Trabzon'un fethinin 562. yıl dönümü kutlandı

Trabzon'un fethinin 562. yıl dönümü, özel bir törenle coşkuyla kutlandı.

Trabzon'un fethinin 562. yıl dönümü, özel bir törenle Büyükşehir Belediye Başkanı Murat Zorluoğlu'nun liderliğinde kutlandı. Tören, Ortahisar ilçesindeki Fatih Parkı'ndaki Fatih Sultan Mehmet Anıtı'na çelenk sunumuyla başladı.

Kutlamalar, Atatürk Alanı'nda yapılan saygı duruşu ve İstiklal Marşı'nın coşkuyla okunmasıyla devam etti. Tören sırasında Zorluoğlu, ecdadın Trabzon'u zorlu koşullar altında büyük bir çaba ve emekle fethettiğini vurguladı. Zorluoğlu, Fatih Sultan Mehmet Han ve kahraman askerlerin hatırasını saygıyla anarak, o günün sadece bir şehir veya toprak parçası değil, milyonların gönlü olduğunu belirtti.

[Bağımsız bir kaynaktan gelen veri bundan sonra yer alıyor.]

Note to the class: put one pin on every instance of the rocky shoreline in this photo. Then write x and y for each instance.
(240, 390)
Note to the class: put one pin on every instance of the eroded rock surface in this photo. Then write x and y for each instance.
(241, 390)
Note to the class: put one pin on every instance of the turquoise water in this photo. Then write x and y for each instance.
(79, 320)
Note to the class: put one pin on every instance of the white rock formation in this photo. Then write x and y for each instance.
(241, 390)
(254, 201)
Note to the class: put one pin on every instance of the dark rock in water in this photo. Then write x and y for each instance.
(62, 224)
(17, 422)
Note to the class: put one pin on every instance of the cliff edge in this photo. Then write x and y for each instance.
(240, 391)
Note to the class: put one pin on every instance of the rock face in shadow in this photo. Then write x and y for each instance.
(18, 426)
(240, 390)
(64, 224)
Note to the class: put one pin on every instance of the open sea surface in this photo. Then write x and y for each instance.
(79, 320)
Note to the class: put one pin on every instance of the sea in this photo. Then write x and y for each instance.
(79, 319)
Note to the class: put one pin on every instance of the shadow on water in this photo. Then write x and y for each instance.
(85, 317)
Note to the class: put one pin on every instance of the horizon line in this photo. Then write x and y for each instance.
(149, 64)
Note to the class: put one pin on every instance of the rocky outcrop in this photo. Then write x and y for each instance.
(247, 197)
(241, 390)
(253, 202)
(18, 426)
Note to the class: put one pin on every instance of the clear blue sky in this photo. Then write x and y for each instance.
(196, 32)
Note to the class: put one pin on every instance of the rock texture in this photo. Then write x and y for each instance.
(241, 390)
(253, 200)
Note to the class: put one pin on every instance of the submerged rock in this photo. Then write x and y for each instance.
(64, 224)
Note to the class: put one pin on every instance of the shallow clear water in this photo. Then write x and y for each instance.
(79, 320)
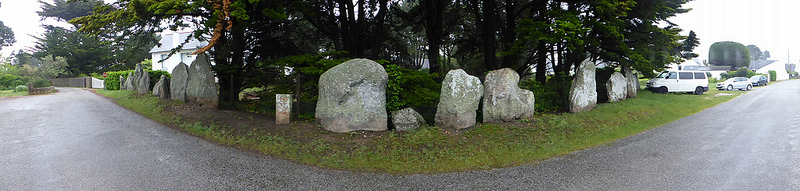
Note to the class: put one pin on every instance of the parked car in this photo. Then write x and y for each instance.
(740, 83)
(759, 80)
(679, 81)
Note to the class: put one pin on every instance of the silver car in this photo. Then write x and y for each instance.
(740, 83)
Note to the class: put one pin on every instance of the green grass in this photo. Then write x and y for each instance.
(10, 93)
(435, 150)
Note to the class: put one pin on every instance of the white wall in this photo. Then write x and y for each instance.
(780, 69)
(169, 64)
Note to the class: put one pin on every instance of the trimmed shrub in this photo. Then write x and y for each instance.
(40, 83)
(773, 75)
(112, 81)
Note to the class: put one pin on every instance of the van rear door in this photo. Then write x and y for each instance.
(686, 81)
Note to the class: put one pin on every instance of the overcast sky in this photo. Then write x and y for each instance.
(769, 24)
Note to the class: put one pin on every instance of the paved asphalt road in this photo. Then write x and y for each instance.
(75, 140)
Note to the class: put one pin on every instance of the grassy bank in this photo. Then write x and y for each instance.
(434, 150)
(9, 93)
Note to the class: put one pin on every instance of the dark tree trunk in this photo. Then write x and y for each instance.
(488, 34)
(434, 10)
(509, 35)
(541, 63)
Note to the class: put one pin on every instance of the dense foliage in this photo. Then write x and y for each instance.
(414, 89)
(251, 41)
(112, 81)
(729, 53)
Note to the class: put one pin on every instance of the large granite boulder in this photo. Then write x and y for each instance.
(459, 99)
(143, 83)
(161, 89)
(121, 82)
(138, 73)
(352, 97)
(617, 87)
(407, 119)
(633, 82)
(583, 93)
(129, 82)
(503, 100)
(202, 86)
(177, 86)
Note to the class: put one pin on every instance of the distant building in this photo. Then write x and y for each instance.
(169, 40)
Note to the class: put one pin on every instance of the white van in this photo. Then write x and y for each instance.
(679, 81)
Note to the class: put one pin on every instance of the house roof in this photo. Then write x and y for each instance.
(758, 64)
(168, 43)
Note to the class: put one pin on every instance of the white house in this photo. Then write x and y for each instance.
(779, 66)
(169, 40)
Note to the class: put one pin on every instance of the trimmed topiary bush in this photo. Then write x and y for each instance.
(112, 81)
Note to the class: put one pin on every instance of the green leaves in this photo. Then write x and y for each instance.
(6, 36)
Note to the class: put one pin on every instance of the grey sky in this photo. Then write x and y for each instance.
(769, 24)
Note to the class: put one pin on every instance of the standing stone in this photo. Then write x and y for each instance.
(407, 119)
(283, 108)
(202, 88)
(583, 93)
(352, 97)
(137, 76)
(617, 87)
(504, 101)
(143, 84)
(633, 82)
(121, 82)
(460, 96)
(129, 82)
(161, 89)
(177, 86)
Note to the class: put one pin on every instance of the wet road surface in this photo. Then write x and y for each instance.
(76, 140)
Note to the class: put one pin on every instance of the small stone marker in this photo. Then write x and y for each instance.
(283, 108)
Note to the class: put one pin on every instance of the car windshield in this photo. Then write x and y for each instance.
(663, 75)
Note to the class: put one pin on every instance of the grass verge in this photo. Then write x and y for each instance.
(10, 93)
(434, 150)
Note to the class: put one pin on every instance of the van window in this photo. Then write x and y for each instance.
(672, 75)
(685, 75)
(699, 75)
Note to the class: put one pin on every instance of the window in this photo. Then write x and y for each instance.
(185, 57)
(163, 60)
(699, 75)
(686, 75)
(672, 75)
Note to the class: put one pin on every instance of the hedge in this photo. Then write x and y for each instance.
(112, 81)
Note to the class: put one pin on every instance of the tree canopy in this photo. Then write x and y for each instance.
(6, 36)
(250, 39)
(729, 53)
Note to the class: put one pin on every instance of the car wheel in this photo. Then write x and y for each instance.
(698, 91)
(663, 90)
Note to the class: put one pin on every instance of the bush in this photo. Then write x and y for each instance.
(9, 81)
(40, 83)
(112, 81)
(549, 97)
(773, 75)
(21, 88)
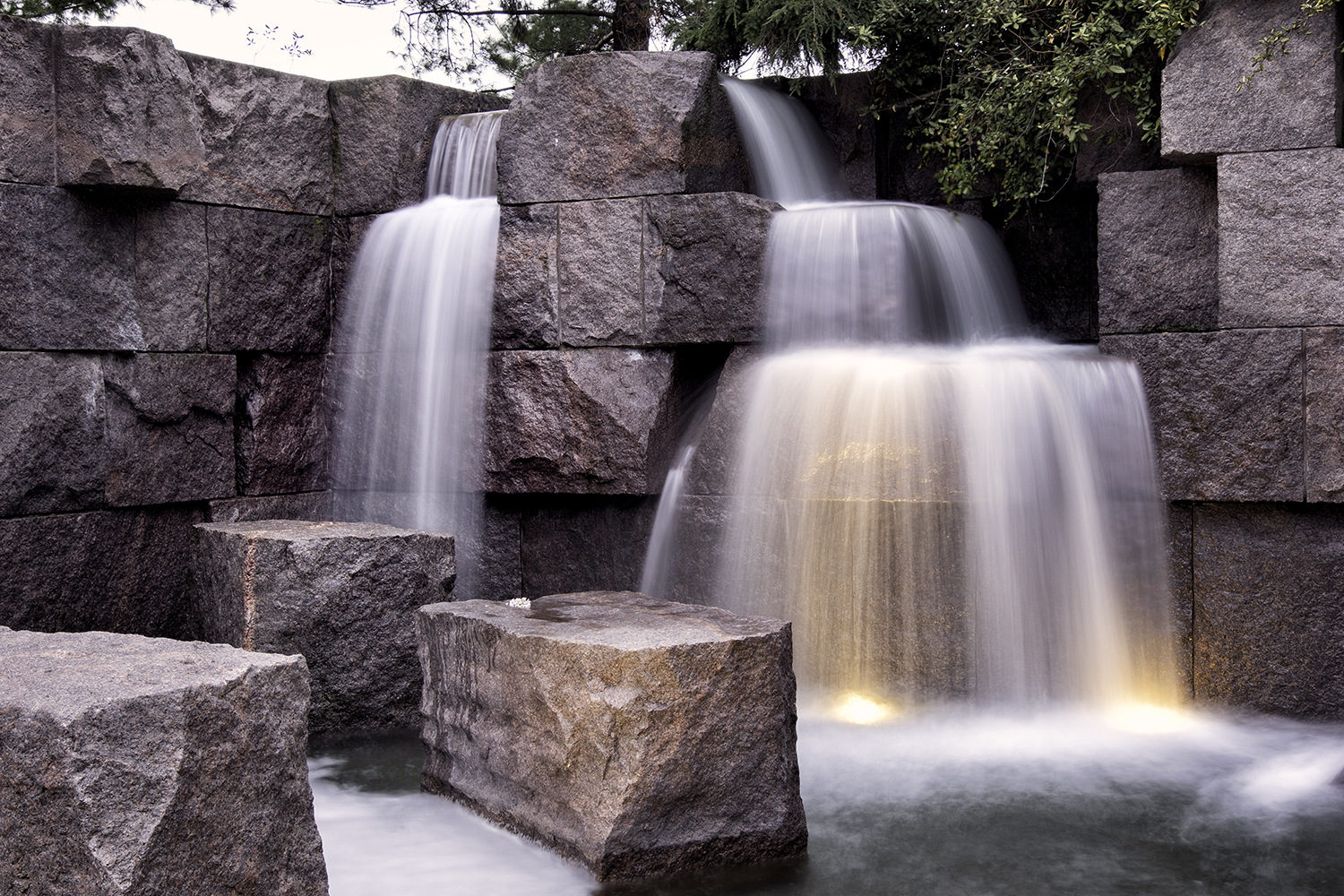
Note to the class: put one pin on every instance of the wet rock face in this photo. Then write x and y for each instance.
(573, 131)
(341, 594)
(634, 735)
(1289, 105)
(151, 766)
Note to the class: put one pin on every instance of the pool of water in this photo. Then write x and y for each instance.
(940, 804)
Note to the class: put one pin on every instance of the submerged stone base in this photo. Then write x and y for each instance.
(341, 594)
(153, 767)
(634, 735)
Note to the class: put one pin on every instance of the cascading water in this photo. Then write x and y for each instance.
(409, 440)
(943, 508)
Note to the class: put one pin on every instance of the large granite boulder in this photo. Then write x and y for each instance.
(634, 735)
(596, 421)
(125, 113)
(1228, 411)
(1292, 104)
(620, 124)
(1279, 239)
(153, 767)
(1158, 250)
(268, 137)
(1269, 607)
(341, 594)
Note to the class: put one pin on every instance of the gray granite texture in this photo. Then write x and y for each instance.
(268, 137)
(633, 735)
(153, 767)
(1292, 104)
(1158, 252)
(1228, 411)
(123, 571)
(1269, 607)
(1281, 239)
(125, 118)
(284, 432)
(384, 131)
(583, 421)
(341, 594)
(618, 124)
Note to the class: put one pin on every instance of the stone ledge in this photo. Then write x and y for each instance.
(341, 594)
(634, 735)
(155, 767)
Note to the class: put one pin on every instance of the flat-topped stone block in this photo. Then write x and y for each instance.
(1158, 250)
(125, 115)
(341, 594)
(620, 124)
(1281, 239)
(634, 735)
(1292, 104)
(384, 131)
(153, 767)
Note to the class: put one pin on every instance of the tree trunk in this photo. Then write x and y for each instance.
(631, 26)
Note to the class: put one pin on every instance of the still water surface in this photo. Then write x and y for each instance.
(943, 804)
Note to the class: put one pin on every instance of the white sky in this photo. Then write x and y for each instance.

Zorluoğlu ayrıca, Trabzon'un sadece fethedilmekle kalmayıp, ecdadın bu şehre güzellikler kattığını ifade etti. Şehirdeki camiler, bedestenler, konaklar, çeşmeler ve bahçeler gibi her köşenin tarihle bezenmiş olduğuna vurgu yaptı. Topraklarda yaşayan canlı bir medeniyetin mirasını korumanın büyük önem taşıdığını vurguladı.

Törende öğrenciler şiir okudu

Törenin bir bölümünde öğrenciler, günün anlam ve önemine dair şiirler okudular. Aynı zamanda fetih kutlamaları kapsamında düzenlenen çeşitli yarışmalarda başarılı olanlara protokol üyeleri tarafından ödüller verildi.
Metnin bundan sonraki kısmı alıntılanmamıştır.